Accoglienza in mano alle 'ndrine, Sacco resta dietro le sbarre

Un uomo di pace. Sì, ma a favore dei clan che prima del suo avvento alla guida del Cara di Isola Capo Rizzuto si combattevano senza pietà per conquistare soldi e soprattutto potere. Una guerra di mafia annacquata dalla pioggia di denari garantita da quell’enorme centro per richiedenti asilo affacciato sull’aeroporto Sant’Anna di Crotone, dove le ’ndrine locali avrebbero fatto letteralmente il bello e il cattivo tempo restituendo ai migranti condizioni di vita disumane. A rimettere in asse quei fragili equilibri criminali ci avrebbe pensato in prima persona Leonardo Sacco, l’ex governatore della Misericordia di Isola finito al centro dell’inchiesta “Jonny” coordinata dalla Direzione distrettuale antimafia di Catanzaro. Le pesantissime accuse che il 15 maggio scorso hanno spedito Sacco dietro le sbarre sono state del resto confermate dal Tribunale della libertà del capoluogo di regione, che ha così respinto l’istanza di scarcerazione avanzata dai difensori di Sacco, gli avvocati Giancarlo Pittelli e Francesco Verri.
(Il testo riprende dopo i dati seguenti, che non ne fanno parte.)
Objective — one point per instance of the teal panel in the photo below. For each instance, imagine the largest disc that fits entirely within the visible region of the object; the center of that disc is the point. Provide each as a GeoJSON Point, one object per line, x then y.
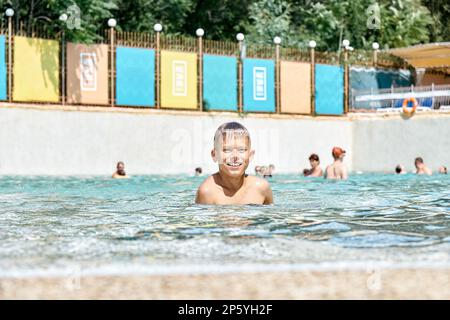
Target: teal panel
{"type": "Point", "coordinates": [259, 85]}
{"type": "Point", "coordinates": [219, 82]}
{"type": "Point", "coordinates": [135, 77]}
{"type": "Point", "coordinates": [2, 68]}
{"type": "Point", "coordinates": [329, 89]}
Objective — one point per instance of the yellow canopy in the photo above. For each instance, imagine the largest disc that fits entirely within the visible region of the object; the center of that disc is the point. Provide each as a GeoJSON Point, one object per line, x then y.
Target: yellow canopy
{"type": "Point", "coordinates": [429, 56]}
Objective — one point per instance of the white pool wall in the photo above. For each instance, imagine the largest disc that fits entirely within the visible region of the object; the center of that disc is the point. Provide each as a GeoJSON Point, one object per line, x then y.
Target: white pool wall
{"type": "Point", "coordinates": [89, 141]}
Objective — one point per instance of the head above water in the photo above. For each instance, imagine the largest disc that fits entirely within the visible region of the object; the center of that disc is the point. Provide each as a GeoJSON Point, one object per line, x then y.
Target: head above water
{"type": "Point", "coordinates": [418, 162]}
{"type": "Point", "coordinates": [314, 160]}
{"type": "Point", "coordinates": [231, 130]}
{"type": "Point", "coordinates": [338, 153]}
{"type": "Point", "coordinates": [232, 149]}
{"type": "Point", "coordinates": [121, 168]}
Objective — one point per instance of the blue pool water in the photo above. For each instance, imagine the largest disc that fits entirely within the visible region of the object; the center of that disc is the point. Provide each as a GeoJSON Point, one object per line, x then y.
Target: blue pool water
{"type": "Point", "coordinates": [150, 224]}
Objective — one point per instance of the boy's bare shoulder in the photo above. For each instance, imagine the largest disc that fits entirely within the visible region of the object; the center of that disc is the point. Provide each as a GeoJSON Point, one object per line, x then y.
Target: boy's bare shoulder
{"type": "Point", "coordinates": [207, 185]}
{"type": "Point", "coordinates": [260, 183]}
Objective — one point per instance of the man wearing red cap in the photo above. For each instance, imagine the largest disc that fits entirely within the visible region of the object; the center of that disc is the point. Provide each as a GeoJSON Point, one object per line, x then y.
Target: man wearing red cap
{"type": "Point", "coordinates": [337, 170]}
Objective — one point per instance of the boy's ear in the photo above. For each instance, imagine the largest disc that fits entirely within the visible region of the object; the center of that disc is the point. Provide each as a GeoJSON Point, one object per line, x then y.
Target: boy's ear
{"type": "Point", "coordinates": [252, 154]}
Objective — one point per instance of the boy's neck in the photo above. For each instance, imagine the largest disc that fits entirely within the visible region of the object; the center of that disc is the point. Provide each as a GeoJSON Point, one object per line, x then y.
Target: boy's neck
{"type": "Point", "coordinates": [231, 183]}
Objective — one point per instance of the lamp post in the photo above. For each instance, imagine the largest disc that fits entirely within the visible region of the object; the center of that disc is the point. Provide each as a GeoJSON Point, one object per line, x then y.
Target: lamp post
{"type": "Point", "coordinates": [277, 42]}
{"type": "Point", "coordinates": [63, 19]}
{"type": "Point", "coordinates": [158, 28]}
{"type": "Point", "coordinates": [9, 13]}
{"type": "Point", "coordinates": [312, 45]}
{"type": "Point", "coordinates": [347, 48]}
{"type": "Point", "coordinates": [375, 47]}
{"type": "Point", "coordinates": [240, 38]}
{"type": "Point", "coordinates": [112, 24]}
{"type": "Point", "coordinates": [200, 33]}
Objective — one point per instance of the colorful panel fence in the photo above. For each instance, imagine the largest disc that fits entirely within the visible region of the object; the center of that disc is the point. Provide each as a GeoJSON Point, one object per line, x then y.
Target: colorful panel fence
{"type": "Point", "coordinates": [371, 78]}
{"type": "Point", "coordinates": [87, 73]}
{"type": "Point", "coordinates": [259, 85]}
{"type": "Point", "coordinates": [36, 70]}
{"type": "Point", "coordinates": [3, 88]}
{"type": "Point", "coordinates": [135, 77]}
{"type": "Point", "coordinates": [295, 87]}
{"type": "Point", "coordinates": [178, 80]}
{"type": "Point", "coordinates": [329, 90]}
{"type": "Point", "coordinates": [219, 82]}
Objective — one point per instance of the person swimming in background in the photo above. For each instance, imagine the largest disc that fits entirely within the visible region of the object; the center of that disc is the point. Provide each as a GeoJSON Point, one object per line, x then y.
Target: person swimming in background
{"type": "Point", "coordinates": [198, 171]}
{"type": "Point", "coordinates": [231, 185]}
{"type": "Point", "coordinates": [421, 168]}
{"type": "Point", "coordinates": [120, 172]}
{"type": "Point", "coordinates": [337, 170]}
{"type": "Point", "coordinates": [316, 170]}
{"type": "Point", "coordinates": [268, 171]}
{"type": "Point", "coordinates": [399, 169]}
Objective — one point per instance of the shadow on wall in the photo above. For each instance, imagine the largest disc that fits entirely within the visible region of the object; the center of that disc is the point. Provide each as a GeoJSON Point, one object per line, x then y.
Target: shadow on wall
{"type": "Point", "coordinates": [87, 74]}
{"type": "Point", "coordinates": [36, 69]}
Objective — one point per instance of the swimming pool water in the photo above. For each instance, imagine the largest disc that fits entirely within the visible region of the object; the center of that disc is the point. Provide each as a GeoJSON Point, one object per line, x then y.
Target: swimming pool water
{"type": "Point", "coordinates": [150, 224]}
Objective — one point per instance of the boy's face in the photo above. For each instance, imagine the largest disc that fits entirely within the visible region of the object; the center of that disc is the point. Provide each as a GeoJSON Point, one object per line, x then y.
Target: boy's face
{"type": "Point", "coordinates": [233, 154]}
{"type": "Point", "coordinates": [314, 163]}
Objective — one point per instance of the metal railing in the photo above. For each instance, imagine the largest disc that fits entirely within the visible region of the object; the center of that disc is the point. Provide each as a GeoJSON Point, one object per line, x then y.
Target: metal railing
{"type": "Point", "coordinates": [430, 97]}
{"type": "Point", "coordinates": [159, 41]}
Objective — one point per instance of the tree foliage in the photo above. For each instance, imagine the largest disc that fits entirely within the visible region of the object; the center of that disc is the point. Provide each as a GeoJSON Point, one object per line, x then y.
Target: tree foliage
{"type": "Point", "coordinates": [400, 22]}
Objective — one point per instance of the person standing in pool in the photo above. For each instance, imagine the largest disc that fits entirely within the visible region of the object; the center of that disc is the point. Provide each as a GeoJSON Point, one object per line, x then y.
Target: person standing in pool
{"type": "Point", "coordinates": [316, 170]}
{"type": "Point", "coordinates": [399, 169]}
{"type": "Point", "coordinates": [231, 185]}
{"type": "Point", "coordinates": [337, 170]}
{"type": "Point", "coordinates": [268, 171]}
{"type": "Point", "coordinates": [198, 171]}
{"type": "Point", "coordinates": [421, 167]}
{"type": "Point", "coordinates": [120, 172]}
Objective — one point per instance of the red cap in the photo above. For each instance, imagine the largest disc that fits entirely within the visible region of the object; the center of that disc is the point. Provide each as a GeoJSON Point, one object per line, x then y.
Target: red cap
{"type": "Point", "coordinates": [337, 152]}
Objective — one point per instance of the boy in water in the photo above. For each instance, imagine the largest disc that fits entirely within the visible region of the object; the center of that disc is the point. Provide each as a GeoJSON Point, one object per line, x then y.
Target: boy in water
{"type": "Point", "coordinates": [120, 172]}
{"type": "Point", "coordinates": [230, 185]}
{"type": "Point", "coordinates": [421, 168]}
{"type": "Point", "coordinates": [337, 170]}
{"type": "Point", "coordinates": [316, 170]}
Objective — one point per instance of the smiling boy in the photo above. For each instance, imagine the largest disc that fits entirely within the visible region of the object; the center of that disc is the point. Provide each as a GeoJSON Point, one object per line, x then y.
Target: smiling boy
{"type": "Point", "coordinates": [231, 185]}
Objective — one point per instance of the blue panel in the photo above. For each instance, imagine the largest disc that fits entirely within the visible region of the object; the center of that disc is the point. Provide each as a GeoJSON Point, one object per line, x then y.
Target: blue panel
{"type": "Point", "coordinates": [219, 82]}
{"type": "Point", "coordinates": [329, 89]}
{"type": "Point", "coordinates": [135, 77]}
{"type": "Point", "coordinates": [371, 78]}
{"type": "Point", "coordinates": [2, 68]}
{"type": "Point", "coordinates": [259, 85]}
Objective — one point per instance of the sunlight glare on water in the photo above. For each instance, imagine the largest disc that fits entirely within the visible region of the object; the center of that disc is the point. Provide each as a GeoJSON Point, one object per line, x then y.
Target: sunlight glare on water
{"type": "Point", "coordinates": [51, 223]}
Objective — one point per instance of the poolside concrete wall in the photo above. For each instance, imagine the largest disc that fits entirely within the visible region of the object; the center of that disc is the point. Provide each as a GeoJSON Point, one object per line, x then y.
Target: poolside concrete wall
{"type": "Point", "coordinates": [380, 143]}
{"type": "Point", "coordinates": [55, 140]}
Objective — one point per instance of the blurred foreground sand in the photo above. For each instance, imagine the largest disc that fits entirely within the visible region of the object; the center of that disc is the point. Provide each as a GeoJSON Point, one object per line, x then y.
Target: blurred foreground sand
{"type": "Point", "coordinates": [422, 283]}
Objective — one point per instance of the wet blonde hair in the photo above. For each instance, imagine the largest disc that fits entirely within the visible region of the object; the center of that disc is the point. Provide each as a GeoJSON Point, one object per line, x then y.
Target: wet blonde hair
{"type": "Point", "coordinates": [229, 129]}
Tra le motivazioni del provvedimento spicca proprio quella che attribuisce a Leonardo Sacco il ruolo di “paciere” tra i vari gruppi ’ndranghetistici attivi sul territorio di Isola e dintorni. Su tutti il potente clan Arena, la cosca dominante che col Cara nelle mani della confraternita guidata da Sacco avrebbe fatto affari a sei zeri. Milioni di euro ottenuti praticamente senza far nulla, se non affamare e rendere ancora più penose le condizioni della miriade di migranti stipata nel Centro per richiedenti asilo più grande d’Europa. I fondi per l’accoglienza – questa la ricostruzione del procuratore Nicola Gratteri, dell’aggiunto Vincenzo Luberto e del sostituto Domenico Guarascio – venivano infatti girati a società di ristorazione e altre tipologie di forniture collegate a doppio filo coi clan. Ditte che per anni non avrebbero erogato il servizio secondo i dettami dell’accordo stipulato con le autorità.

E sono proprio i rapporti istituzionali di Sacco uno degli aspetti più inquietanti di tutta l’inchiesta. Il 38enne originario di Cariati, in provincia di Cosenza, era solito intrattenersi con importanti esponenti politici di tutto l’arco costituzionale. Fotografie, telefonate e quant’altro che – almeno alla luce delle contestazioni mosse dalla Dda catanzarese – lasciano trasparire una capacità dissimulatoria di grande rilievo. Segno d’un uomo che si trovava a suo agio con boss e sottosegretari, con professionisti al soldo delle ’ndrine e parlamentari della Repubblica. Un uomo dalle mille relazioni, che s’era pure lanciato nel mondo del pallone: sua fino al 15 maggio scorso era la presidenza della locale squadra di calcio, la Polisportiva Isola Capo Rizzuto, team che ha ben figurato nell’ultimo campionato d’Eccellenza. Una società calcistica adesso nelle mani del giovane sindaco Gianluca Bruno, impegnato a gestire anche quest’altra “grana” in un momento particolarmente complicato per la sua comunità.

Oltre alle ricostruzioni documentali e alle intercettazioni, i magistrati che hanno condotto l’inchiesta “Jonny” si sono avvalsi del contributo di numerosi collaboratori di giustizia. Tutti i pentiti hanno indicato Sacco come punto di mediazione tra le istituzioni e i clan. Attribuendo un ruolo importante nell’enorme raggiro pure a un sacerdote, don Edoardo Scordio, parroco della chiesa di Maria Assunta e soprattutto fondatore della Misericordia a Isola Capo Rizzuto.